Ein anderer Höhepunkt meines Praktikums ist es für mich, mit Mark Dion zusammen zu arbeiten. Schon bevor er aus den USA anreist, sind wir Wochen lang auf der Suche nach Objekten für seine Installationen. Wie er diese dann vor Ort entwickelt, ist besonders spannend. Als wir beispielsweise die Vogelvoliere bestücken, schließt der Künstler seinen MP3-Player an und lässt das gesamte Team an seiner Lieblingsmusik teilhaben. So konnten wir zu Liedern von Diana Krall aktuelle Kunst entstehen sehen. Herrlich!

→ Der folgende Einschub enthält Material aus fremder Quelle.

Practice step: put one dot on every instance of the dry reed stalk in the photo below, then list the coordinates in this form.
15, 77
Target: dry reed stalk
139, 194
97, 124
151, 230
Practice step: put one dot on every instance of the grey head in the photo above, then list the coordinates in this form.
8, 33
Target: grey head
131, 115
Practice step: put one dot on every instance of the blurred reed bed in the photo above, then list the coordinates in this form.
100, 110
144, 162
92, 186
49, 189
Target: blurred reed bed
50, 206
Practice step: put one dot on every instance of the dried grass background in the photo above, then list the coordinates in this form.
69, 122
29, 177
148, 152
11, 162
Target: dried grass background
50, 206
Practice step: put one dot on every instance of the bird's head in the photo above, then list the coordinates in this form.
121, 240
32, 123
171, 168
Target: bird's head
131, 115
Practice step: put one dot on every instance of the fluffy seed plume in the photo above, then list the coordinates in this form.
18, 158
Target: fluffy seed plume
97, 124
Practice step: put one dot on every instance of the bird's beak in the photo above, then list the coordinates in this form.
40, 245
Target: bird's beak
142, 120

Eine meiner skurrilsten Aufgaben ist es jedoch, den Inhalt für Mark Dions Edition zu besorgen. Dass Kunst oft provokant und grotesk sein kann, wusste ich ja schon vorher. Aber Mark Dion hat eine ganz besondere Aufgabe für mich: Ich soll eine geräucherte Wurst besorgen, die in einen 25 cm langen Miniatursarg hineinpasst und für seine Edition „Death of the wanderer“ (Tod des Wanderers) geeignet ist. Nachdem ich einige Fleischereien und Märkte nach der perfekten Wurst abklappere und dabei oft in verdutzte Gesichter schaue, als ich das Maßband an die Würstchen anlege, finde ich sie endlich: Die perfekte „Kunst-Wurst“. Für die Edition bettet der Künstler sie in einem schwarzen Miniatursarg, ausgestattet mit edlem, tiefrotem Samtstoff. Hebt man den Deckel an, wird eine Dauerwurst sichtbar, die im Inneren des Schreins liegt. „Der Tod des Wanderers“ wird begleitet von einem nummerierten und signierten Zertifikat mit einer kleinen Schwarz-Weiß-Zeichnung, auf der eine Friedhofszene bei Nacht zu sehen ist. Dieses herrlich schräge Bild gliedert sich ohne Zweifel in Mark Dions Oeuvre ein, das von der Liebe zu Kuriositäten und Wunderkammern geprägt ist. Und wieder einmal gelingt es Mark Dion mich zum Schmunzeln zu bringen. Mit dem Endergebnis der Edition ist der Künstler happy und ich bin es auch. Denn meine Zeit im Marta bleibt für mich sicherlich unvergesslich.
Linda Isiklar hat nach ihrem Bachelorstudium der Kunstgeschichte und Geschichte an der Universität Osnbrück ein Kulturmanagement-Masterstudium an der Hochschule Bremen aufgenommen. Nach verschiedenen Praktika in der Medienbranche, und u.a. im LWL Museum Münster und bei der Venedig Biennale, absolvierte sie 2015 ein Praktikum im kuratorischen Team von Marta Herford.